09/13/2022, 11:04 AM

Sorry man, I'm not sure how to check the final loss. Is that info in the logs I'm guessing? If so I lost that info because I'm redoing training now. Apparently Colab Pro does not never disconnect runtime like I thought...eek jhaha

mepc36

09/13/2022, 11:24 AM

here's my last full log that I got just now: Current learning rate: 1.3413051059805782e-05 Epoch: 197 [W pthreadpool-cpp.cc:90] Warning: Leaking Caffe2 thread-pool after fork. (function pthreadpool) [W pthreadpool-cpp.cc:90] Warning: Leaking Caffe2 thread-pool after fork. (function pthreadpool) [W pthreadpool-cpp.cc:90] Warning: Leaking Caffe2 thread-pool after fork. (function pthreadpool) [W pthreadpool-cpp.cc:90] Warning: Leaking Caffe2 thread-pool after fork. (function pthreadpool) Steps : 2526015, Gen Loss Total : 40.273, Mel-Spec. Error : 0.539, s/b : 0.637 Steps : 2526020, Gen Loss Total : 43.103, Mel-Spec. Error : 0.566, s/b : 0.641 Steps : 2526025, Gen Loss Total : 44.086, Mel-Spec. Error : 0.606, s/b : 0.639 Steps : 2526030, Gen Loss Total : 41.951, Mel-Spec. Error : 0.562, s/b : 0.636 Time taken for epoch 197 is 13 sec

Gamma Prime

09/13/2022, 2:06 PM

https://drive.google.com/file/d/1pHqkJTRgoJ2egecIbWtvzRS1080DEQOd/view?usp=sharing I don't know what's wrong with this.
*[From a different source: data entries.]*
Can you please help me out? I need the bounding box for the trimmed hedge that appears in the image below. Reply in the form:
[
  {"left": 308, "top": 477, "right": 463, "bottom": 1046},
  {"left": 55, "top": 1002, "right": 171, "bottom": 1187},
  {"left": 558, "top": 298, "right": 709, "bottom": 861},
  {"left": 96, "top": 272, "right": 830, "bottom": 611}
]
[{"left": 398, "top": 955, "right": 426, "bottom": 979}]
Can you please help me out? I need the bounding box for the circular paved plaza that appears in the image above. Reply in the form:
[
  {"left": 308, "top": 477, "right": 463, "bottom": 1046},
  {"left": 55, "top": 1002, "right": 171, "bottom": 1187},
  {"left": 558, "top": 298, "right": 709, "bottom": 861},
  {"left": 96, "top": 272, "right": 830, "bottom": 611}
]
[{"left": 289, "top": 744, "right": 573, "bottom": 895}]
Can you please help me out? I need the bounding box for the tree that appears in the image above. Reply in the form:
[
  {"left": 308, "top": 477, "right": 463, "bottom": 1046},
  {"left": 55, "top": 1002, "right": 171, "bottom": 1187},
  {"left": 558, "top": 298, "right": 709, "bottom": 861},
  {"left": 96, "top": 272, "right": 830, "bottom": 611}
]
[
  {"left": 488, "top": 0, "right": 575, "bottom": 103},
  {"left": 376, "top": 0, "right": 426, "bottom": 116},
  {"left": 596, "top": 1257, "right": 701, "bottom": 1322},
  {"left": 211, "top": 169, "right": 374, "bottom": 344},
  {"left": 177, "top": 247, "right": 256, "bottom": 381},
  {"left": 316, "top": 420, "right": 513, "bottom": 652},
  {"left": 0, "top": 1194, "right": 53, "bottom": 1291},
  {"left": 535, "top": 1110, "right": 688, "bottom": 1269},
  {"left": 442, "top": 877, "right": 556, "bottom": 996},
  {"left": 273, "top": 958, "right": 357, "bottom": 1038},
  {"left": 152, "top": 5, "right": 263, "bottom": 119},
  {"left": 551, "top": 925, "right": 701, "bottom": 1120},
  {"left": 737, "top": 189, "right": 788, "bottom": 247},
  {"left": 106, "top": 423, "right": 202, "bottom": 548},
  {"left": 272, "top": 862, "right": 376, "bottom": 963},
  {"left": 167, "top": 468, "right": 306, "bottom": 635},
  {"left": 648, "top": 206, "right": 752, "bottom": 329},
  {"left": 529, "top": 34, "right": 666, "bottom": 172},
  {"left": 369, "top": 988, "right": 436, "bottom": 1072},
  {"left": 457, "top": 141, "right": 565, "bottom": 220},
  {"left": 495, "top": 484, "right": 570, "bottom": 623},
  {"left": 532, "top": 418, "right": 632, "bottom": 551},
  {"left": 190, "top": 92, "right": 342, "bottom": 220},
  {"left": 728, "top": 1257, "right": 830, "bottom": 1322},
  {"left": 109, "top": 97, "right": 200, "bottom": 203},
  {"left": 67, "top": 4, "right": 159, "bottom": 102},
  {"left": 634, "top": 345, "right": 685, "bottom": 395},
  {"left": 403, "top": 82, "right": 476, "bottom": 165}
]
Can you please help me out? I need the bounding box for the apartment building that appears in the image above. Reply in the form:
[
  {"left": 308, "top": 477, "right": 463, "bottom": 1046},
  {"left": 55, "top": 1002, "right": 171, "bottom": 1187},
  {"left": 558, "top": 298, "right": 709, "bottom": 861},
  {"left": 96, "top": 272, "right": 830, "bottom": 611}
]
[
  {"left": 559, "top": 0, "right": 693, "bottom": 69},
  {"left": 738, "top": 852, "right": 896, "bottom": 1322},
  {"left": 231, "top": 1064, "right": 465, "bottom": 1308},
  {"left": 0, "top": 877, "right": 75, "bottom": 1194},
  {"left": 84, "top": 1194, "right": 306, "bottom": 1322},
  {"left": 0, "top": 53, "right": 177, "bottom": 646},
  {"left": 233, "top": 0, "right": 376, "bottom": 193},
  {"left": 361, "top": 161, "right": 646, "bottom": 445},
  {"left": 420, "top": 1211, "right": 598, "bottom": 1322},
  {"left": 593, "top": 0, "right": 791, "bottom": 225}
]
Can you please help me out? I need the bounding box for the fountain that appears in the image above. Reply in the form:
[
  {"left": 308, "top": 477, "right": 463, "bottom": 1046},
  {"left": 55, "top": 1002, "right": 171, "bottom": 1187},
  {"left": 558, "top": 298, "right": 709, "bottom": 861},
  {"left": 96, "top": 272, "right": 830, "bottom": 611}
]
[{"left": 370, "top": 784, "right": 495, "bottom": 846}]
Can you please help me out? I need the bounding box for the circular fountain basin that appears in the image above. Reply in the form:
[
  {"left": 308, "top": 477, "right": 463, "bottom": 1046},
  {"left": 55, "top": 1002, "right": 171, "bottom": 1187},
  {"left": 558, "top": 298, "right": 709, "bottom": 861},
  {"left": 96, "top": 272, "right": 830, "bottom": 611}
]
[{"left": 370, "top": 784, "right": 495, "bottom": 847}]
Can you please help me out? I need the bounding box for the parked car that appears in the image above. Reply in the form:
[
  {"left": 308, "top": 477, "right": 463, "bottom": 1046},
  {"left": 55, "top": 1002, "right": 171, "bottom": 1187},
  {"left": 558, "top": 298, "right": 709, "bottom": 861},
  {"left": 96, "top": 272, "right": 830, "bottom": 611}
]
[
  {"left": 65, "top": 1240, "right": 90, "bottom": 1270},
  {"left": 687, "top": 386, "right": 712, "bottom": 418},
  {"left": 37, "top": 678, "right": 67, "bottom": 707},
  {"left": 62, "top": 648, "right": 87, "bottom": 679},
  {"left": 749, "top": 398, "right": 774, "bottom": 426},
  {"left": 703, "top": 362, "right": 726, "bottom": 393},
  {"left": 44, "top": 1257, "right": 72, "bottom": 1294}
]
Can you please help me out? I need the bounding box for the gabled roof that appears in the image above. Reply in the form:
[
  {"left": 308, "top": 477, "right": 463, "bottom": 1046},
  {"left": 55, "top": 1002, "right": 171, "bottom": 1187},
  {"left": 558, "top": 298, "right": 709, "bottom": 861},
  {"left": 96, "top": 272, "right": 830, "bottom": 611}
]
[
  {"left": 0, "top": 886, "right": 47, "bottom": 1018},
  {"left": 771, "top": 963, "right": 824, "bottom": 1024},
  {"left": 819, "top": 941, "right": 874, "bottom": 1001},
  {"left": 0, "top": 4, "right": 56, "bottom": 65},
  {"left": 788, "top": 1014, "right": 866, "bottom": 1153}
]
I thought I was careful enough with transcription, which I always do manually. The graphs looked promising in training, but I ended up with a model that can't say anything.

Radak

09/14/2022, 12:51 AM

I just submitted an AI for uberduck for a Coco Quinn for the singer category on text to speech it should be trained off of 99 audios will it sound good

Radak

09/14/2022, 12:53 AM

Are use the API key for the bot command

Dyno

09/14/2022, 12:53 AM

Read #answers, @Radak.

PixPrucer

09/14/2022, 5:49 PM

The Legacy Taoctron2 synthesis notebook seems to be outdated

PixPrucer

09/14/2022, 5:49 PM

Just 2 days ago it was fine, but now everytime it runs into any

!wget

command it throws a fit

PixPrucer

09/14/2022, 6:21 PM

Oh it might actually be a case of a broken model, will have to inspect further

{K EY1} (Kei)

09/15/2022, 1:13 AM

does this error mean the model is broken?